The airline was established in autumn 1996 and began unscheduled operations in March 1997 with a fleet of six Airbus A320, two Airbus A321 and eleven Boeing 757-200 aircraft. Flying Colours had several operational bases outside of its Manchester Airport headquarters, including London Gatwick Airport and Glasgow International Airport. The airline quickly established a positive reputation in the charter industry, with a fleet of newly built aircraft and new features; Flying Colours were the first airline in the UK to have LCD TV screens in the cabins of their 757s, these would fold down from the interior ceiling of the aircraft.

In 1998, Sunworld, a Thomas Cook & Son subsidiary, acquired Flying Colours Leisure Group.

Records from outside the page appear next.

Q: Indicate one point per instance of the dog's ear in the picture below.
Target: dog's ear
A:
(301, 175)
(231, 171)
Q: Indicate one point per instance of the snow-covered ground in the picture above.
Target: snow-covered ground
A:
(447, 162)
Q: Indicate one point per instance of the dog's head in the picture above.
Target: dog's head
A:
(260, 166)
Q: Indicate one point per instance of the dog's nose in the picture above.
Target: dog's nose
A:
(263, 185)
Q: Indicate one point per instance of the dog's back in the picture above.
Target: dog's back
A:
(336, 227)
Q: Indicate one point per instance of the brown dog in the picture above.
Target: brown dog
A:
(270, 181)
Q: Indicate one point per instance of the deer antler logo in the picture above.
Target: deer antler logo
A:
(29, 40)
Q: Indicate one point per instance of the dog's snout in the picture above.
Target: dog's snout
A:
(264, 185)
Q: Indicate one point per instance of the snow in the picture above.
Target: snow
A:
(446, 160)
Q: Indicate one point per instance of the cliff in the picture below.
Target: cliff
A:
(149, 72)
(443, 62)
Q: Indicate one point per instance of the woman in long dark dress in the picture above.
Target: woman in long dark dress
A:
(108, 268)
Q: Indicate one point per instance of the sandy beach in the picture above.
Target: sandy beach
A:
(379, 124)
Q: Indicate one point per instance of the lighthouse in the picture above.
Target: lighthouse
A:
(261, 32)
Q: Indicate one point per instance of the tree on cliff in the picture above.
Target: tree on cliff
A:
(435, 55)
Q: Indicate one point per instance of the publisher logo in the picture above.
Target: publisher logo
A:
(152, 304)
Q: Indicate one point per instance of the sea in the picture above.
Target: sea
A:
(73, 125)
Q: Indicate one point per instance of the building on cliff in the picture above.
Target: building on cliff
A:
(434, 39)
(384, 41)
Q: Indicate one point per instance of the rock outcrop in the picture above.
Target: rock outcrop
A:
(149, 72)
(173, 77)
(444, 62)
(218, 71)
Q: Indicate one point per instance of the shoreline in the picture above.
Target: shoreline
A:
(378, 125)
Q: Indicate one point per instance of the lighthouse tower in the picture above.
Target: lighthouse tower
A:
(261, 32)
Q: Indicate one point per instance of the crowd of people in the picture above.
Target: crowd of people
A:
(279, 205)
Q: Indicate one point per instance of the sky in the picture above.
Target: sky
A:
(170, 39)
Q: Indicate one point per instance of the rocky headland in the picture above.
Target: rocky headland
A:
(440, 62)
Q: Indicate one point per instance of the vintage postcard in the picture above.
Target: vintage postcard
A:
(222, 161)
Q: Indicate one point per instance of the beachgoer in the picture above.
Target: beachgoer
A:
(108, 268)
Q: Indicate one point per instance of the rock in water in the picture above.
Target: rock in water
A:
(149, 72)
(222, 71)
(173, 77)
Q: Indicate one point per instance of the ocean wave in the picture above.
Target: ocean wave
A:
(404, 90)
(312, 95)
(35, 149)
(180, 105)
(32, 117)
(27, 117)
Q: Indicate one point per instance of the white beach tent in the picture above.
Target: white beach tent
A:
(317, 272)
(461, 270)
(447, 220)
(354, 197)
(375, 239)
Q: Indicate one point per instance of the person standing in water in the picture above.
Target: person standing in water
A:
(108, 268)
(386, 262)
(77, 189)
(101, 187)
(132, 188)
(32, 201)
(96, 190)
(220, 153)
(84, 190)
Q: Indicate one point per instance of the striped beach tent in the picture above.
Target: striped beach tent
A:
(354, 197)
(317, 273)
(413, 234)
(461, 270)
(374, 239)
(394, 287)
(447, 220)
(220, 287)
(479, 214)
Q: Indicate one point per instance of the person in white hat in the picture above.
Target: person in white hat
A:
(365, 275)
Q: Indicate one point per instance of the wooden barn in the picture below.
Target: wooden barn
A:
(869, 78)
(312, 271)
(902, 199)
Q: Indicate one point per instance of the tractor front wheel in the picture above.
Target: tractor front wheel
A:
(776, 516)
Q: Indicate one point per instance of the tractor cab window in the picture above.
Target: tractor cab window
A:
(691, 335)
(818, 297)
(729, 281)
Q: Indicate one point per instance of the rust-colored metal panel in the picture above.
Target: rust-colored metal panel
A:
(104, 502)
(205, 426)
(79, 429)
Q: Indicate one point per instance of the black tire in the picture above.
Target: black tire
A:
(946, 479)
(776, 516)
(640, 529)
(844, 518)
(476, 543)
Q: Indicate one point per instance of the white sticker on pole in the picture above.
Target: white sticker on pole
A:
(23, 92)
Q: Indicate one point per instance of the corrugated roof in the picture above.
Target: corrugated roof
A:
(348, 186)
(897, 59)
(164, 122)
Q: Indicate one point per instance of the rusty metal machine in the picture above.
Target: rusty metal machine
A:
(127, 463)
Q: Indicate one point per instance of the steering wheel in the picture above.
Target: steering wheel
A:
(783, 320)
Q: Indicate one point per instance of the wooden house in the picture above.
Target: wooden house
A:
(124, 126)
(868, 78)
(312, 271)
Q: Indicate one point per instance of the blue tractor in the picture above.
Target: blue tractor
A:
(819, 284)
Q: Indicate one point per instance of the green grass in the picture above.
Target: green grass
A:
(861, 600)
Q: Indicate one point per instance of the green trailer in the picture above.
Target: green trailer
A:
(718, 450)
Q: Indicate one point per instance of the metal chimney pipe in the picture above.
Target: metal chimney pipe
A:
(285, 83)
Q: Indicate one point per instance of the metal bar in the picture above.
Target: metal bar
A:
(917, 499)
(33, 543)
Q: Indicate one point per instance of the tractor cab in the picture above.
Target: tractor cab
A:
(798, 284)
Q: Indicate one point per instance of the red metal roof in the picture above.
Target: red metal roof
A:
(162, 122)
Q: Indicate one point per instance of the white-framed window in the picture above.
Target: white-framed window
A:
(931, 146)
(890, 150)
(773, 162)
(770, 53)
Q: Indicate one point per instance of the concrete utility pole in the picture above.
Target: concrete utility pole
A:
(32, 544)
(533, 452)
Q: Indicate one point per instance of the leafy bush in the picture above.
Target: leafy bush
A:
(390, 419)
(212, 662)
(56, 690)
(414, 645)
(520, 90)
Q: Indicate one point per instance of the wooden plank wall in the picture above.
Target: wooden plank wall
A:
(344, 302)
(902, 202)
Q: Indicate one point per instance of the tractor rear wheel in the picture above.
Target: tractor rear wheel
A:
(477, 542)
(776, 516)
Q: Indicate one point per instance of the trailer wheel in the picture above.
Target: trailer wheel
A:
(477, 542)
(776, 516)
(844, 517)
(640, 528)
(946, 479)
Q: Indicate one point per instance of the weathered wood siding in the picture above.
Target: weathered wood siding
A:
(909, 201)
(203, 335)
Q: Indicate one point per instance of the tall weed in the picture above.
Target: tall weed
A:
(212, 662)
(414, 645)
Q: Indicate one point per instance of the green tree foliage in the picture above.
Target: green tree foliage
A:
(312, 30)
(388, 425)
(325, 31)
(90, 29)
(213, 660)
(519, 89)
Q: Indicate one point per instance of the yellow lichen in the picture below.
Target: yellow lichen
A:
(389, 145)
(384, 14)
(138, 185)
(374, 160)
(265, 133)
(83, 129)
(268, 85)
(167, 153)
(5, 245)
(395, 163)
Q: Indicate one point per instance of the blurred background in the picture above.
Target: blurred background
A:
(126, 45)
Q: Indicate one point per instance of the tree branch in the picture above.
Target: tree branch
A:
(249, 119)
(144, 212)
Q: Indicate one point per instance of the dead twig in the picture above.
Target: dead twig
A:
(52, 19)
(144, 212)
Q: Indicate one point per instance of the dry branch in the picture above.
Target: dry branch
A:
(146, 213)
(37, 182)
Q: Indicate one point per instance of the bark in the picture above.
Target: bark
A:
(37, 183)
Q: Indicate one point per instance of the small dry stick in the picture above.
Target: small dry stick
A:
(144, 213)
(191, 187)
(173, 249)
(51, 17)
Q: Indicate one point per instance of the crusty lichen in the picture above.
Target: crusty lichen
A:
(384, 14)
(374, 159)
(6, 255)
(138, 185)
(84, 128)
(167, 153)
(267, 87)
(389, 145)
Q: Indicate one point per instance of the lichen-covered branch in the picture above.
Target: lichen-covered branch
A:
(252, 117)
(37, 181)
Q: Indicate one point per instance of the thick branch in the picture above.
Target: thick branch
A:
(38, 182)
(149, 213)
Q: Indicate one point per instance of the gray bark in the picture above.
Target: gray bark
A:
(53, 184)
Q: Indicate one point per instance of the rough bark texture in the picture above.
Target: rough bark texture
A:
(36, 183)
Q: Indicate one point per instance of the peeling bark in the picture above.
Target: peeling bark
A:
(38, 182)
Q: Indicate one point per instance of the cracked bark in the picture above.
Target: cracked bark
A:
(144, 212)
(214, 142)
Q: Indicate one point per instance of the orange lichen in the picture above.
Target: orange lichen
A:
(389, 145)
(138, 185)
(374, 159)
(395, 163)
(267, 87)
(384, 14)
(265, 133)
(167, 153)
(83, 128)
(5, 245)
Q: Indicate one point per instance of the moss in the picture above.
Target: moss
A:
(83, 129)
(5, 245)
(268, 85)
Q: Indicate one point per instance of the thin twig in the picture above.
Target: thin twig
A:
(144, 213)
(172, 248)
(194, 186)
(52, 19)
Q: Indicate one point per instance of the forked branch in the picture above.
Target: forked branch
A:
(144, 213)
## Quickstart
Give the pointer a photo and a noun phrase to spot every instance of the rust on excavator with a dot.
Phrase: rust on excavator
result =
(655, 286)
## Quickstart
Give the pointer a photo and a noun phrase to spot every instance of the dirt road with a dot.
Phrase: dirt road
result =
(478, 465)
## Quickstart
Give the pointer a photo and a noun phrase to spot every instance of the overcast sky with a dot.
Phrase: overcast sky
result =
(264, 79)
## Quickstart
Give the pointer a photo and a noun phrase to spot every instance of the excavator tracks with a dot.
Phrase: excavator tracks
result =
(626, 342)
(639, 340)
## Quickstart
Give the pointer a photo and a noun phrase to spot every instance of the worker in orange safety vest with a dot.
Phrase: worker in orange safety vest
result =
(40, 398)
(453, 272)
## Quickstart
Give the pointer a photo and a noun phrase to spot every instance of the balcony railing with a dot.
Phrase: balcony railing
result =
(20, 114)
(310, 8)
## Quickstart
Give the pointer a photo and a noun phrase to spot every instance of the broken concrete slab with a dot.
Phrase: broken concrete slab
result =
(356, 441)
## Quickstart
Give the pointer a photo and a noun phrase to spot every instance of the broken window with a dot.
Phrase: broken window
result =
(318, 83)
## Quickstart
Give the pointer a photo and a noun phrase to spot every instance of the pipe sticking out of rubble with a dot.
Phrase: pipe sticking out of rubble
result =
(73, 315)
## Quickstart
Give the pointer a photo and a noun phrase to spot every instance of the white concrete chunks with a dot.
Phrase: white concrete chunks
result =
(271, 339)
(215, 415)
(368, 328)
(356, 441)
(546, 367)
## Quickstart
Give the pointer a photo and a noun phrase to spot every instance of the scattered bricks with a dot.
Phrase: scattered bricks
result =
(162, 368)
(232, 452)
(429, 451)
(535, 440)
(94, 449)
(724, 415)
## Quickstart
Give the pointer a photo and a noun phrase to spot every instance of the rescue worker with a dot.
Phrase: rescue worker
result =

Subsequently, the in-house charter airline of Thomas Cook, Airworld, was integrated into Flying Colours. Shortly after the takeover two ex-Airworld Airbus A321s were returned to their lessor. The merged airline also maintained the Airworld operating base at Bristol.

In 1999 Thomas Cook completed the acquisition of Carlson Leisure Group, who operated the charter carriers Caledonian Airways and Peach Air. This led to a complete rebrand by Thomas Cook of its growing tour operation. In September 1999, Thomas Cook established it own charter airline, JMC Air, which became operational in the following month of March. Flying Colours had ordered two Airbus A330-200 aircraft to begin longhaul operations, these aircraft arrived after the JMC merger.